Mirror-based hybrids of recent design

Early application of the simple axisymmetric mirror, requiring intermediate performance between a neutron source for materials testing Q=P-fusion/P-input similar to 0.05 and pure fusion Q>10, are the hybrid applications. The Axisymmetric Mirror has attractive features as a driver for a fusion-fission hybrid system: geometrical simplicity, as well as the typical mirror features of inherently steady-state operation, and natural divertors in the form of end tanks. Operation at Q similar to 0.7 allows for relatively low electron temperatures, in the range of 3 keV, for the DT injection energy similar to 80 keV from existing positive ion neutral beams designed for steady state. This level of physics performance has the virtue of being low risk with only modest R&D needed; and its simplicity promises economy advantages. A simple mirror with the plasma diameter of 1 m and mirror-to-mirror 2.5 T solenoid length of 40 m is discussed.

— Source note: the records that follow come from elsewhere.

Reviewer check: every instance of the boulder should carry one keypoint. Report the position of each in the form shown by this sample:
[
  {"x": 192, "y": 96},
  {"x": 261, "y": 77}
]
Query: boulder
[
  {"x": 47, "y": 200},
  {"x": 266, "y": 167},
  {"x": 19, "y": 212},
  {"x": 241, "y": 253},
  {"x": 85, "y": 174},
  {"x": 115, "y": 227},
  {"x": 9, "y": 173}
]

Simple circular steady state superconducting coils at each end are based on 15 T technology development of the ITER central solenoid. Hybrids obtain important revenues from the sale of both electricity and fuel production or waste burning. Burning fission reactor wastes by fissioning transuranics in the hybrid will multiply fusion's neutron energy by a factor of similar to 10 or more and diminish the Q needed to overcome the cost of recirculating power for good economics to less than 2 and for minor actinides with multiplication over 50 to Q similar to 0.2. Hybrids that produce fissile fuel with fissioning blankets might need Q<2 while suppressing fissioning might be the most economical application of fusion but will require Q>4.